A quick trip to Summa Health’s Green Emergency Department left a Uniontown man with a financial hangover: about $2,300 in medical bills for a brief visit. The tab included a roughly $1,600 hospital charge that Summa later cut in half and a more-than-$700 physician bill that was eventually dropped. His ordeal has become an early test of Ohio’s Hospital Price Transparency law, which requires hospitals to post clear, dollar-and-cents prices but still has not shut the door on surprise envelopes in the mailbox. Patients and advocates say weak enforcement is leaving Ohioans wide open to billing shocks.
News 5 Cleveland found that the Ohio Department of Health, which is supposed to enforce the rules at more than 200 hospitals, posts lists of facilities that are not following the law, but does not audit every hospital each month. Reporters also pulled federal records and identified 19 separate Ohio hospitals that the Centers for Medicare & Medicaid Services, or CMS, has cited since January. Lawmakers who sponsored the transparency statute say they plan to push for stronger consumer protections when the General Assembly is back in session.
Federal Audits Are Doing More Of The Heavy Lifting
The Centers for Medicare & Medicaid Services began enforcing updated 2026 hospital price transparency requirements on April 1 and publishes audits, warning notices, and corrective action steps as part of a staged process, according to CMS. The agency also maintains a public enforcement dataset that shows which hospitals have been cited and what follow-up actions were taken. Federal watchdogs have questions, too. The U.S. Government Accountability Office has flagged problems with the completeness and accuracy of hospital machine-readable files and urged CMS to tighten its checks before leaning on that data for broad enforcement, the GAO found.
Hospitals And Advocates Clash Over Whether The Rule Works
The American Hospital Association told policymakers in a June 5 fact sheet that today’s mix of federal and state transparency mandates piles heavy administrative work on hospitals and "is not working" for patients. The group is calling for a more coordinated, patient-centered system. On the other side, watchdog group PatientRightsAdvocate.org has been tracking incomplete or unusable hospital price files and offers searchable tools that let consumers and reporters dig into the gaps.
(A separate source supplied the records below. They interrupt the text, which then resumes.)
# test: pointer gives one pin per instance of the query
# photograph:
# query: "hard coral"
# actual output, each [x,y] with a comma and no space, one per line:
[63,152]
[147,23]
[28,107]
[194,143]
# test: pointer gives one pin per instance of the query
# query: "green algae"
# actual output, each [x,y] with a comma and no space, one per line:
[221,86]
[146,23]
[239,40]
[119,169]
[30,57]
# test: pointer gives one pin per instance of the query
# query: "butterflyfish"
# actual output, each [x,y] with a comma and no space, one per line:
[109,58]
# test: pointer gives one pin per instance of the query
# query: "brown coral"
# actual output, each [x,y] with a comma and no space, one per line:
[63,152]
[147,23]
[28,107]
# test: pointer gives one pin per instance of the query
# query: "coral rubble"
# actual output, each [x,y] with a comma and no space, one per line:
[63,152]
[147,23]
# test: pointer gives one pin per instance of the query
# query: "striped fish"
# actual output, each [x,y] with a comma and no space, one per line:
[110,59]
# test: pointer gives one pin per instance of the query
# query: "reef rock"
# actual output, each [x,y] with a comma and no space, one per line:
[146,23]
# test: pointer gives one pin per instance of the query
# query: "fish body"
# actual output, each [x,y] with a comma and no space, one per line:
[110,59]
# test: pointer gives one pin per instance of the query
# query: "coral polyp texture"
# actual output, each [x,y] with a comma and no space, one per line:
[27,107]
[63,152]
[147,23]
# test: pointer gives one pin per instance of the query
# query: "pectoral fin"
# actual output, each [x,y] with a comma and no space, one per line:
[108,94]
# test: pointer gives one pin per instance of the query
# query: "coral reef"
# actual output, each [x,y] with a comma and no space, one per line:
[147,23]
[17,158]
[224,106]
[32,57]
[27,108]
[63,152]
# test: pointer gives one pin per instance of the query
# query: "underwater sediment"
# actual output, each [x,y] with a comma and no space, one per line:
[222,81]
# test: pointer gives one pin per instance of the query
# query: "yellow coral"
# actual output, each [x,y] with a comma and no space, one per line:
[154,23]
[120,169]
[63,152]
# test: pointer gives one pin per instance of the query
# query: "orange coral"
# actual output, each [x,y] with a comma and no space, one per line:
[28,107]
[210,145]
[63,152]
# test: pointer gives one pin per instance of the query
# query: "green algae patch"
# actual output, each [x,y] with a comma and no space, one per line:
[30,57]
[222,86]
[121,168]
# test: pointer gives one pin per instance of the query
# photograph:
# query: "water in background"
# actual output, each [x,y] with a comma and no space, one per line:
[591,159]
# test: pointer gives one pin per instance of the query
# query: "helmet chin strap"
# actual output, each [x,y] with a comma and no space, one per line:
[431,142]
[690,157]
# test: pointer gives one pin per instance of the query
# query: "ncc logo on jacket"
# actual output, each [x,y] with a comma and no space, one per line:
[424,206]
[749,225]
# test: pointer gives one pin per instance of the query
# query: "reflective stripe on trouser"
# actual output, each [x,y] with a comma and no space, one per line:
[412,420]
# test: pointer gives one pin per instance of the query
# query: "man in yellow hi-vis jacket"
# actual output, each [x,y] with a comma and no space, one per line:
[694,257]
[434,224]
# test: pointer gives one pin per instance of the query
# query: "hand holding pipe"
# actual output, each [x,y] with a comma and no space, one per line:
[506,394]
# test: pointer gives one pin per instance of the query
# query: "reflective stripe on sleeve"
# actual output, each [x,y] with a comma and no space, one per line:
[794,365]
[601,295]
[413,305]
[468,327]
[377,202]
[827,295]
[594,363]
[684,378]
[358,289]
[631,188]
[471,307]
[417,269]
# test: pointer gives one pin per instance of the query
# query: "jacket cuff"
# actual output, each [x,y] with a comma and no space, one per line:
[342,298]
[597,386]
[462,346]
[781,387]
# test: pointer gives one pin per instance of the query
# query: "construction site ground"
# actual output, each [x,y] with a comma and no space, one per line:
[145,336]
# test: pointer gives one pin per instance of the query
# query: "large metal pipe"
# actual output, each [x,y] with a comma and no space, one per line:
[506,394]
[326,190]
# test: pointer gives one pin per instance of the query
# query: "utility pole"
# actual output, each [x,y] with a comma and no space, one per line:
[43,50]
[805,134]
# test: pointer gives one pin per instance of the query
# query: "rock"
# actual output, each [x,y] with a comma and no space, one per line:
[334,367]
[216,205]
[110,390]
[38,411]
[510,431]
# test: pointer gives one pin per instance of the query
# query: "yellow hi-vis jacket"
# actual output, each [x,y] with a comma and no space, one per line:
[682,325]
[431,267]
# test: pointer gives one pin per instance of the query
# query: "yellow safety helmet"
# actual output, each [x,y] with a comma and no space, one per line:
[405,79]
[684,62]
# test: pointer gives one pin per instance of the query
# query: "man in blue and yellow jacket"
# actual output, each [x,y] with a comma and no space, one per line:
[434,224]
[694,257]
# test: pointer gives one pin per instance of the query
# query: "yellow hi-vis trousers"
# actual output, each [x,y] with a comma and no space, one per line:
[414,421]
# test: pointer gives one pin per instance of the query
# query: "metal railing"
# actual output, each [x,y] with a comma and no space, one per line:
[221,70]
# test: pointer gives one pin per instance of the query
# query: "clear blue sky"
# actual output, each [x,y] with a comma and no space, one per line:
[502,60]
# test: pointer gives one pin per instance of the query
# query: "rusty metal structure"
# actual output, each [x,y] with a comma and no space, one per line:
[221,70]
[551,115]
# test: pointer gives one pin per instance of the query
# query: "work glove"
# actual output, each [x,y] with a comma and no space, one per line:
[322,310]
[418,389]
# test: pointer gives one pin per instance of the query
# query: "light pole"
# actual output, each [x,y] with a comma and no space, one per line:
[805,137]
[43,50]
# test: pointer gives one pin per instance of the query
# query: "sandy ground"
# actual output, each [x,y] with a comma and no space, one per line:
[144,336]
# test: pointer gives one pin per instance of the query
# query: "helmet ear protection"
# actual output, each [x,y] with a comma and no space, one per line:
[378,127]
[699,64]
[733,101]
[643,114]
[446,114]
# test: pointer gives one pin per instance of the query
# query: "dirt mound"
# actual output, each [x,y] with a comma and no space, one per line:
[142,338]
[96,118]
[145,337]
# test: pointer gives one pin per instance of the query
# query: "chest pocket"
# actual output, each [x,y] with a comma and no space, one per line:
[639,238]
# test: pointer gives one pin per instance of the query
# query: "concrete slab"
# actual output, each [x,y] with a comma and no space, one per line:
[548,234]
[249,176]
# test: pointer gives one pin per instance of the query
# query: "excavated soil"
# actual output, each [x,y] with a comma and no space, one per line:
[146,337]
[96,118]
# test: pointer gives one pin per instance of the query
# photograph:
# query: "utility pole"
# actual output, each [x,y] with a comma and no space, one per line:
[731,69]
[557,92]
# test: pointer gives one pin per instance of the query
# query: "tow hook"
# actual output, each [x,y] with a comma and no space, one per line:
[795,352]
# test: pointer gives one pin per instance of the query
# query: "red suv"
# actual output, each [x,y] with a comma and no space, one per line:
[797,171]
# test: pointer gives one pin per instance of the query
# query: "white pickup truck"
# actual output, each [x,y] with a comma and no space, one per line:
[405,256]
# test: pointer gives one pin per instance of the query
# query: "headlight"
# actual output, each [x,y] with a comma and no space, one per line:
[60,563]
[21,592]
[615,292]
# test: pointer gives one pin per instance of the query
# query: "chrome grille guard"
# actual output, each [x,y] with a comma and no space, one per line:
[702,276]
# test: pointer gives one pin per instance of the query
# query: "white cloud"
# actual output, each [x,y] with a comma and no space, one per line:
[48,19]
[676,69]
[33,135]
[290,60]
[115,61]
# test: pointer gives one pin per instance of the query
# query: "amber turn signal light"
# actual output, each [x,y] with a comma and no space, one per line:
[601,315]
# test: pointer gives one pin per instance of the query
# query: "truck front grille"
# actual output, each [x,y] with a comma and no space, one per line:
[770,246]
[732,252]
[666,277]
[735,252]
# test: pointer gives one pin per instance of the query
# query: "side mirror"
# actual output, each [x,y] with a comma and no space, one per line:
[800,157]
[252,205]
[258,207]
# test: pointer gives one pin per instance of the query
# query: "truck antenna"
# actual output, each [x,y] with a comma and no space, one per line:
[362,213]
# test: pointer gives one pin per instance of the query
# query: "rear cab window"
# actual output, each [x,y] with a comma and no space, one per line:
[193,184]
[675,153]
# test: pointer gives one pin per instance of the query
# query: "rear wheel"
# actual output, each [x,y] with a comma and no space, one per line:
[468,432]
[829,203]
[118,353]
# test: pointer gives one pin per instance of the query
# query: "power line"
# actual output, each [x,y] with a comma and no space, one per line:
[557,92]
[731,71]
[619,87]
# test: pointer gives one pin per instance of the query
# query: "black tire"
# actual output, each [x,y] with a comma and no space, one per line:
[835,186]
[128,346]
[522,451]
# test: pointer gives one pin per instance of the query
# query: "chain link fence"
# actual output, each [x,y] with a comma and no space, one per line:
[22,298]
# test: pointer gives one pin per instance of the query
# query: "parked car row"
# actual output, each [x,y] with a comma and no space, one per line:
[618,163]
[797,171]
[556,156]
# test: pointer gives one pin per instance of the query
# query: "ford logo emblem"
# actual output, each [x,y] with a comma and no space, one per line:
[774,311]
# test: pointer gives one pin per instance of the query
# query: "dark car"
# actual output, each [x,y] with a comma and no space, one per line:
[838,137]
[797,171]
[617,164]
Local patient advocates say those lists and one-off fixes, like the billing adjustments Hardie received from Summa, are no substitute for regular, public audits that they argue are necessary to keep hospitals honest.
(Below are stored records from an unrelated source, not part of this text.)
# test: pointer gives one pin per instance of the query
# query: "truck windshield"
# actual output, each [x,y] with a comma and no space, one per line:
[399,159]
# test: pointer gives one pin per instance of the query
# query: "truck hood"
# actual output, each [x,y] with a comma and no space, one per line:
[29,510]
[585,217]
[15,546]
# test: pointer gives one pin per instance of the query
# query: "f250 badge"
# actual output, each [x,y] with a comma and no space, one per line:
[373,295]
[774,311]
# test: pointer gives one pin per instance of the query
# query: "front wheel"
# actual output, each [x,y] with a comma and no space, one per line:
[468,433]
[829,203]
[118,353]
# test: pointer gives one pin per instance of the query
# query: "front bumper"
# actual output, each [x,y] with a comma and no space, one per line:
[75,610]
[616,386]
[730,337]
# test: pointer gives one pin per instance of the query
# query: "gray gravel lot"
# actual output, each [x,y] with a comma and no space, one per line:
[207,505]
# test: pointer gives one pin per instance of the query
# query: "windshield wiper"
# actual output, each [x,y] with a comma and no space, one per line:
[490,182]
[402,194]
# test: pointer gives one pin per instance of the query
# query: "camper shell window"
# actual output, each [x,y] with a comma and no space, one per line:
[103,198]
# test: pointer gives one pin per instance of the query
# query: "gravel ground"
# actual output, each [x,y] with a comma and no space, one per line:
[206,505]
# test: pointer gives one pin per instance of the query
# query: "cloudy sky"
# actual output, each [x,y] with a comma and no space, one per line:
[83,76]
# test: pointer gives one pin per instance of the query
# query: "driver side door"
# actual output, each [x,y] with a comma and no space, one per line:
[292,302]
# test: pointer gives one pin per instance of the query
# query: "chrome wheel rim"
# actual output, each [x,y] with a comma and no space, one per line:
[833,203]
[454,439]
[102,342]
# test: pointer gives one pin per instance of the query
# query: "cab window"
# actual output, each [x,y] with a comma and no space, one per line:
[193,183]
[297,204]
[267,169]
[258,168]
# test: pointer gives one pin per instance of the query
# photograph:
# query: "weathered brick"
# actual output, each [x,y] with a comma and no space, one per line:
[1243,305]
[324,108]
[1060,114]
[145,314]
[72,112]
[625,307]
What Patients Can Do Right Now
For planned care, patients can try to get ahead of the numbers. Ask the hospital for a written estimate and the CPT codes for any procedures, then compare those against the prices posted online, including through the Ohio Hospital Price Finder from PatientRightsAdvocate.org. Check a hospital’s entries in federal enforcement pages and the CMS dataset to see whether it has been cited, and keep careful records of every bill and phone call. If a posted file looks incomplete or a bill does not seem to match the listed prices, patients are advised to contact the hospital’s financial advocate and file a complaint with the Ohio Department of Health, documenting what happens next.
Ohio’s Hospital Price Transparency Act took effect last year and was carried by Representatives Tim Barhorst and Ron Ferguson, who pitched it as a way to make hospital billing fairer for patients. For more background on the law’s rollout and goals, see this look at the price law rollout. Regulators and lawmakers now face the tougher job of turning those posted price files into clear, enforceable information before more Ohioans open their mail to unwelcome bills.